The fear of the men who fly. Sometimes he pictured it as an imp--an imp that sat eternally on his top plane and questioned him on the strength of rudder wires, pointed to imaginary flaws in struts, suggested that the petrol was low in the tank, that the engine would die on the next climbing turn.
It was with him now as the tender that was to take him up to his squadron jolted and bounced its way across the _pavé_ on the outskirts of Amiens. The squadron was the last place he had to go to. All the months that were gone had led up to this. These were the wars at last. This was the place he would cop it, if he was to cop it at all.
He shrugged. Anyway, he had had his four days in London and his ten days idling at Pilot’s Pool before the squadron sent for him. He braced one shoulder against the rattling seat and reached in his tunic pocket for a cigarette. Mechanically he offered one to the driver. The man took it with a grubby finger.
“Thankee, sor-r.”
He nodded and lighted both cigarettes with the smudge of his pocket lighter. Anyway, he was not flying up to 44. That was one flight saved. Funny, that fear--how it came and went like the throb of a nerve in an open tooth. Sometimes the spot was large, and filled his whole being; then again it would shrink to a dull ache, just enough to take the edge from the beauty of the sunrise and the sparkle from the wine of the moon.
There had been a time when it had jumped in every fibre of his soul. He had been a cadet officer then, with only twelve solo hours in the air, under the old rough-and-tumble system of learning to fly. Spinning at that time was an unsolved mystery to him, a ghastly mystery that had meant quick death in a welter of blood, flecked with splinters. Fred McCloud had gone that way, and Johnny Archamboult. For weeks afterward, Johnny’s screams had rung in his ears like a stab of pain, until the mere smell of petrol and fabric dope made the fear crawl into his throat and strangle him. Somehow he had kept on with the rest, under the merciless scourge that lashed one on to fly--and the worse fear of seeing cold scorn in the eyes of the men who taught the lore of thin cloud miles.

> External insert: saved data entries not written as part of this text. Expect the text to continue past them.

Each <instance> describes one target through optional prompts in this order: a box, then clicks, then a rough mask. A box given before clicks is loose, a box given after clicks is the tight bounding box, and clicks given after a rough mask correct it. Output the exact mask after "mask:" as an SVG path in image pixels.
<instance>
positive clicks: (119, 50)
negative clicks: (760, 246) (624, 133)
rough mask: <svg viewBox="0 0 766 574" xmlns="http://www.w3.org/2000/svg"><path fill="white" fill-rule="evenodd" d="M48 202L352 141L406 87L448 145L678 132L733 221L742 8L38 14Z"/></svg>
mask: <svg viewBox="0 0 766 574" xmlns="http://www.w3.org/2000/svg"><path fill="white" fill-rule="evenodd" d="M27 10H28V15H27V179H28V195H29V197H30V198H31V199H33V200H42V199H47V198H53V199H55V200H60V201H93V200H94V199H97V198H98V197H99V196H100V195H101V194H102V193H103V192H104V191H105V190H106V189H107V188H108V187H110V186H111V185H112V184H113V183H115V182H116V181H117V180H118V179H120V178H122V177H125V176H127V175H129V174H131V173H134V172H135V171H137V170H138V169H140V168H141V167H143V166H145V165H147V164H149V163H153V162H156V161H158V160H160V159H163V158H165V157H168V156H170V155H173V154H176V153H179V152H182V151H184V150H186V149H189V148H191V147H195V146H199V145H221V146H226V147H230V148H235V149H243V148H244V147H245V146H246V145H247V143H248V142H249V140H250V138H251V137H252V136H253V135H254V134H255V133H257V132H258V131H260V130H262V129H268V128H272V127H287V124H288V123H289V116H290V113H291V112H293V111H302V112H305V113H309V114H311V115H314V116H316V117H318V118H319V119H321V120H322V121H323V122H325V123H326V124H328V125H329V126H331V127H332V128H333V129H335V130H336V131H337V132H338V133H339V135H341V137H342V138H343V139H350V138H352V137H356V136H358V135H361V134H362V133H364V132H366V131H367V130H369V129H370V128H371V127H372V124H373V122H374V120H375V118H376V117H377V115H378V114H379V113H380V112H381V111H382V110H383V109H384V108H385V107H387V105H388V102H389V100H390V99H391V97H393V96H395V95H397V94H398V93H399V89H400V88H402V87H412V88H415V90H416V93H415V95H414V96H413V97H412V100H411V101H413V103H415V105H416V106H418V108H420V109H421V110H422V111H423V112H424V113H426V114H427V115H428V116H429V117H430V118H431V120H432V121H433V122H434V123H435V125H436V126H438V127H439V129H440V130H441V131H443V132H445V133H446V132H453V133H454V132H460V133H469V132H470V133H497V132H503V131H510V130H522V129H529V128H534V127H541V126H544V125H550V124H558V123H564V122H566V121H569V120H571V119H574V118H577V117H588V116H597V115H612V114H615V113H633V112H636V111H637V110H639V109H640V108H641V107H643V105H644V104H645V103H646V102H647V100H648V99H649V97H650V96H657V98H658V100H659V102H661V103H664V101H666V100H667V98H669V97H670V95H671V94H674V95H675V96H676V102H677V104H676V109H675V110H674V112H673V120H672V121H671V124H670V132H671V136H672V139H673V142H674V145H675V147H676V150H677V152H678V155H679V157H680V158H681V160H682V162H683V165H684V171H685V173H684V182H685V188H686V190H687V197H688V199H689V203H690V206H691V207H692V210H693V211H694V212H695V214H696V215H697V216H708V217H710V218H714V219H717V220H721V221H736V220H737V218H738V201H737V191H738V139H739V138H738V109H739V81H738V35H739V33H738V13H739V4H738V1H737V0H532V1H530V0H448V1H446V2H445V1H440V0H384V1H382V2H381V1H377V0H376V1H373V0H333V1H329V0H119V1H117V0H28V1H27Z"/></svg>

The tender twisted and dodged along the hard mud ribbon that ran like a badly healed cicatrix across the pock-scarred face of the fields. Gnarled and bleak, they were fields that had held the weight of blood-crazed men--still held them in unmarked graves, where they had fallen the year before under the steel flail. He had heard stories from his older brother about those fields--the laughing brother who had gone away one day and returned months later without his laugh, only to go away again, not to come back. He had seen pictures in the magazines----But somehow no one had caught their utter bleakness as he saw it now.